The bundling apparatus is required to impart a proper tension to a bundling tape so that a pile of mail is prevented from becoming unbound in the course of transportation in the bundling apparatus. On the other hand, such a bundling tape has the drawback that its tension may often be greater than the lateral strength of the mail pile, eventually rolling, or in extreme cases, breaking pieces of mail, even if the pile contains an excess number of pieces. To cope with this drawback, the number of pieces in a pile is counted at the time of sorting and the count data produced are stored in the memory together with the sorting data. When a pile of mail arriving at the bundling apparatus is determined on a basis of the count data in the memory to contain less than a determined number of pieces, that mail pile can be rejected from the conveying unit on the assumption that such a pile does not have satisfactory rigidity, so that damage by the bundling apparatus can be avoided. If the data are lost from the memory in the above-mentioned process, however, the count data are also lost, so that the number of pieces of mail cannot be determined, thus increasing the probability of damaging the mail in the bundling apparatus.

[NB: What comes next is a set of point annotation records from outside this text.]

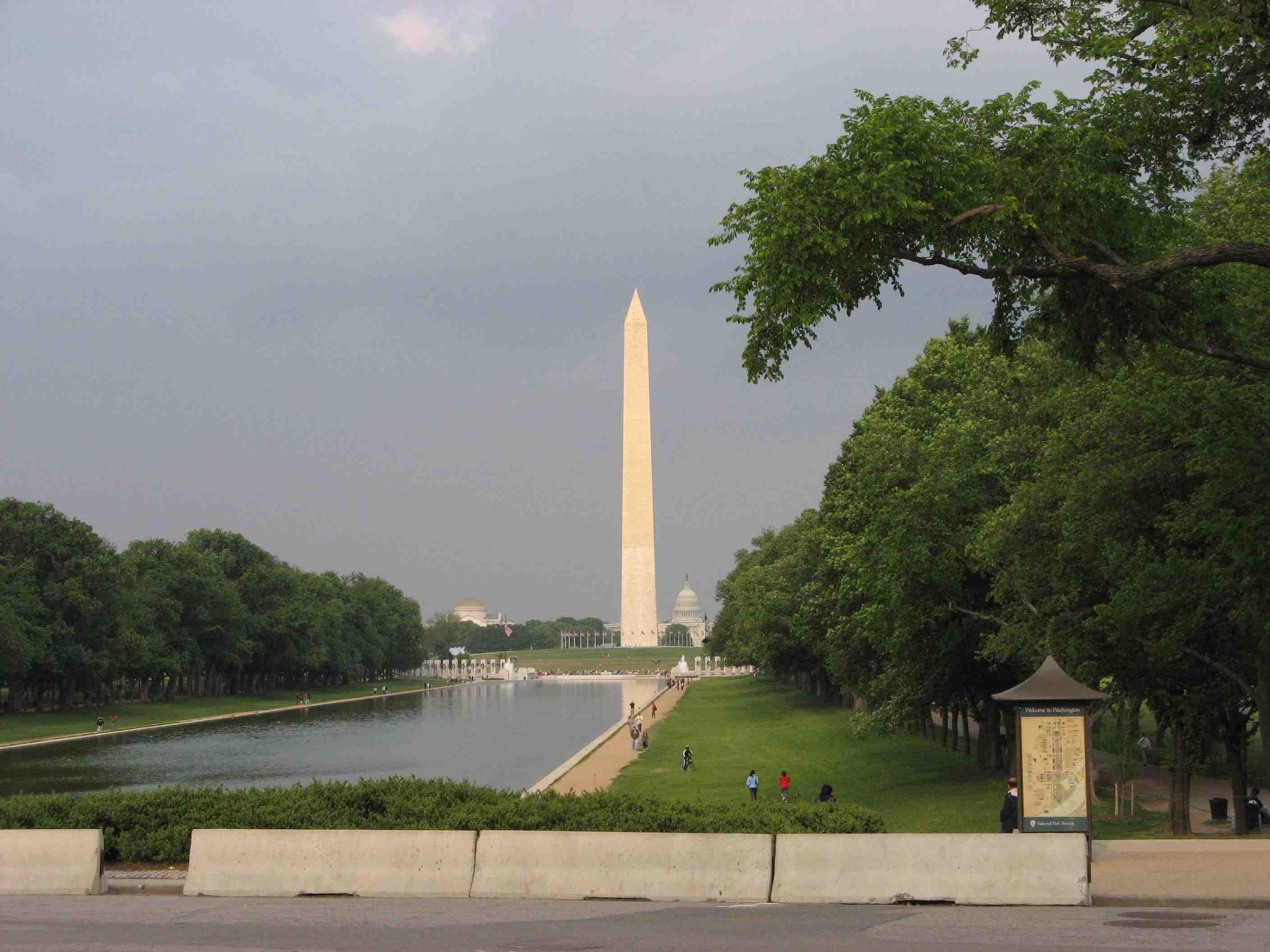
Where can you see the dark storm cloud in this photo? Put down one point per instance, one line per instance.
(350, 279)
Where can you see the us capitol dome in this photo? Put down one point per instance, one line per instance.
(689, 613)
(473, 610)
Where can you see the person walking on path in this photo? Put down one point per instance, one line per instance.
(1010, 808)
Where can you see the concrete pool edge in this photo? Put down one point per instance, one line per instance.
(209, 719)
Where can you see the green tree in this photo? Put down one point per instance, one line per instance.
(1075, 210)
(84, 602)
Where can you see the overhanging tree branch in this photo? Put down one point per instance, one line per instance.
(1219, 353)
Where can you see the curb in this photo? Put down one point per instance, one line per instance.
(149, 888)
(1182, 902)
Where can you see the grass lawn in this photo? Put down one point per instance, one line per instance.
(59, 724)
(740, 724)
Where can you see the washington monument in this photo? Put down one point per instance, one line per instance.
(639, 567)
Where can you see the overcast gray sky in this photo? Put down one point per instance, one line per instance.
(350, 277)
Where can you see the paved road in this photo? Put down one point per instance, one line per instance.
(315, 925)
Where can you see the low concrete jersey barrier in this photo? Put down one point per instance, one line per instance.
(659, 866)
(51, 862)
(323, 862)
(976, 869)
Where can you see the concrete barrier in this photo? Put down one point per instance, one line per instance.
(51, 862)
(1212, 871)
(323, 862)
(976, 869)
(659, 866)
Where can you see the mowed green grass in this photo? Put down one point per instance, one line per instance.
(735, 725)
(60, 724)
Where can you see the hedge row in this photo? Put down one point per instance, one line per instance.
(154, 825)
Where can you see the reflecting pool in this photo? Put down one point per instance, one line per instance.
(502, 734)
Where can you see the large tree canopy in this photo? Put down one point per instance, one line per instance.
(1075, 210)
(1178, 72)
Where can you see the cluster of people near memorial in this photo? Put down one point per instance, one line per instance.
(783, 785)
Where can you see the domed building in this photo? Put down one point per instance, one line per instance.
(689, 613)
(473, 610)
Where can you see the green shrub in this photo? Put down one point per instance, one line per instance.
(154, 825)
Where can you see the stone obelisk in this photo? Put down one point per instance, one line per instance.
(639, 567)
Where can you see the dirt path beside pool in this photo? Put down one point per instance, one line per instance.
(606, 761)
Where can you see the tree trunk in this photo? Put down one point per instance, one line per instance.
(1179, 791)
(1133, 727)
(1236, 760)
(1011, 741)
(1263, 701)
(995, 730)
(16, 692)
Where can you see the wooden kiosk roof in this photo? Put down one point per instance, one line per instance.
(1049, 683)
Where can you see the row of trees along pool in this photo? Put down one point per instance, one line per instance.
(1086, 476)
(210, 615)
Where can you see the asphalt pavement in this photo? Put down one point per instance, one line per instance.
(317, 923)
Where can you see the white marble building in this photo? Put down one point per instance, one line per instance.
(474, 611)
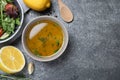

Further, even if the count data are maintained in the memory, the bundling apparatus cannot avoid the following drawback. Comparing piles of 10 postcards and 10 5 mm-thick letters, the latter has a greater rigidity than the former. When the above-mentioned threshold number is set on the basis of a less-rigid mail pile, there is the possibility that a pile having less than the predetermined threshold number of pieces, but having a good rigidity for bundling may be rejected, thus reducing the efficiency of the mail processing operation.